The time decay on research articles is devastating when markets are like this. So this week we decided to corral just one, entertaining but less time-sensitive research piece rather than round up a posse of ephemeral articles.


ING’s Charles Robertson published a note on Monday asserting his long-held love of Abba’s music and enthusiasm for the euro-project. Apparently, “the former has outlived the latter”.


I refuse to be drawn on where I stand regarding the merits of the Swedish pop group, so let’s consider just the financial content of Robertson’s note.

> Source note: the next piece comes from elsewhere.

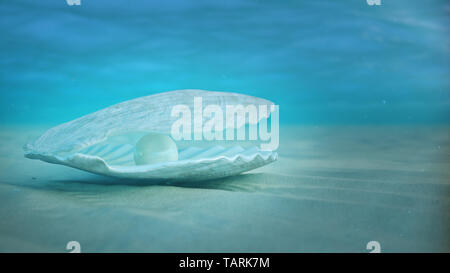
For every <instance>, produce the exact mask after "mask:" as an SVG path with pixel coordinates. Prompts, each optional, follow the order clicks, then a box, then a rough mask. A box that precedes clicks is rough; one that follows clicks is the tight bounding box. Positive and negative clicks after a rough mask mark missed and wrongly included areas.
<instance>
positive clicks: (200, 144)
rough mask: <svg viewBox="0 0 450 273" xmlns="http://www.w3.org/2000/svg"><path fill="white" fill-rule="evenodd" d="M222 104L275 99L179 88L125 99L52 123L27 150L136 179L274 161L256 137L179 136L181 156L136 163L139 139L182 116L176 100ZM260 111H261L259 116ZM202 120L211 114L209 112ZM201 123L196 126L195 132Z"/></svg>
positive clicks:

It is generally assumed that there has been some lessening of appetite among the eurozone core for enlargement to the East. Estonia is admittedly an exception: it “was actually a very simple choice as it met all the criteria, its sovereign debt is among the lowest in the world, its currency peg has lasted since 1992, and Estonia is tiny”.


What has not been sufficiently questioned is whether or not the benefits, to other nations in the queue for euro admission, now sufficiently outweigh the fiscal sacrifice required and the possibility of “joining the eurozone and [having to bail out] richer southern Europeans”.

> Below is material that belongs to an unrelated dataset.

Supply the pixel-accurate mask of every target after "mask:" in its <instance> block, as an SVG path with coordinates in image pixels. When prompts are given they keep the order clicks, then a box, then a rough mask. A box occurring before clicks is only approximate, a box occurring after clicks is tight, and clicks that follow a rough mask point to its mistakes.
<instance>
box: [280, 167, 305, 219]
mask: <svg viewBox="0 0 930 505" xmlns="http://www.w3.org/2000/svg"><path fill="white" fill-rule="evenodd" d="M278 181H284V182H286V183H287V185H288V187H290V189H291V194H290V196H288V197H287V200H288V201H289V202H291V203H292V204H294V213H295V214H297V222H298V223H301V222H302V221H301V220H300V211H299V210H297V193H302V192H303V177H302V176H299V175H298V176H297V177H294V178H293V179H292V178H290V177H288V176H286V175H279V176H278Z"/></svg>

The main case in point is that: “Today Czechs can borrow more cheaply than the Spanish or Irish can in euros, while Hungarians are better off than Greeks. The convergence trade was once worth 500 basis points but is now arguably worth no more than 100bp.” Or, more simply: “Greek troubles have ruined the euro free-ride for central European countries with floating currencies.”

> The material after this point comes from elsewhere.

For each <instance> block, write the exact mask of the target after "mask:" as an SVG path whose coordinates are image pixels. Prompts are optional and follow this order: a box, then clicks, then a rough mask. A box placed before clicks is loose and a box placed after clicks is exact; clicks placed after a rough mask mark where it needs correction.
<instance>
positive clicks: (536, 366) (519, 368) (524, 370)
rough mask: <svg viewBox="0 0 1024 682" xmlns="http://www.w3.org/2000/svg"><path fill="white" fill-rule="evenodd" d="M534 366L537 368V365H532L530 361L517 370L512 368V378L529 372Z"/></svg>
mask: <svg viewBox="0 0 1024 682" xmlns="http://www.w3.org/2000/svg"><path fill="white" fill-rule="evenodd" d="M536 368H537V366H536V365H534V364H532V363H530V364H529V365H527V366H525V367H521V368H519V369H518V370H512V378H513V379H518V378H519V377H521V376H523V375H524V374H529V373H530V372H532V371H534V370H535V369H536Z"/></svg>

The benefits were once undeniable. Robertson shows that in 1999 “when Greece was trying to join the eurozone, its key policy rate was 12.0% compared to an ECB rate of 2.5%. Until 1997, market doubts about the long-term inflation outlook in Greece were so high that the country could not issue 10-year drachma debt.” By mid-1999 this had all changed: short-term interest rates plunged towards the ECB rate, Greek long-term bonds became interesting to investors and long bond yields fell from as much as 20% to 5%. The consequences of this change were equally dramatic: consumption by households and investment by companies both boomed and government borrowing costs fell, releasing as much as 8% of GDP to, theoretically, pay off debt.


But now the scenario has changed.


The Czech Republic could look to no more than a 100bp fall in longer-term yields and, at the shorter end, euro adoption might, in fact, mean an increase in rates.


For Hungary, with better public finances than Belgium but paying 430bp more, the appeal of the euro might be greater. But Robertson puts the yield down to the facts of Hungary’s dependence on IMF support, its inflation rate and its historically poorer fiscal record: “All Hungary has to do to dramatically reduce its borrowing costs is to dramatically reduce its borrowing. Adopting the euro now has little to do with it.”


For Poland, joining the euro could also be a negative (pleasingly, a thesis that theweeklyFiX suggested last week), its “real borrowing cost is arguably much less than it is in the Netherlands or Belgium.”


Robertson concludes that the benefits of euro adoption have fallen substantially and the sacrifices in terms of lost options for governments are more obvious. He is unsure this is fully recognised by the candidate eastern Europeans but thinks eurozone entry by 2015 is now less likely.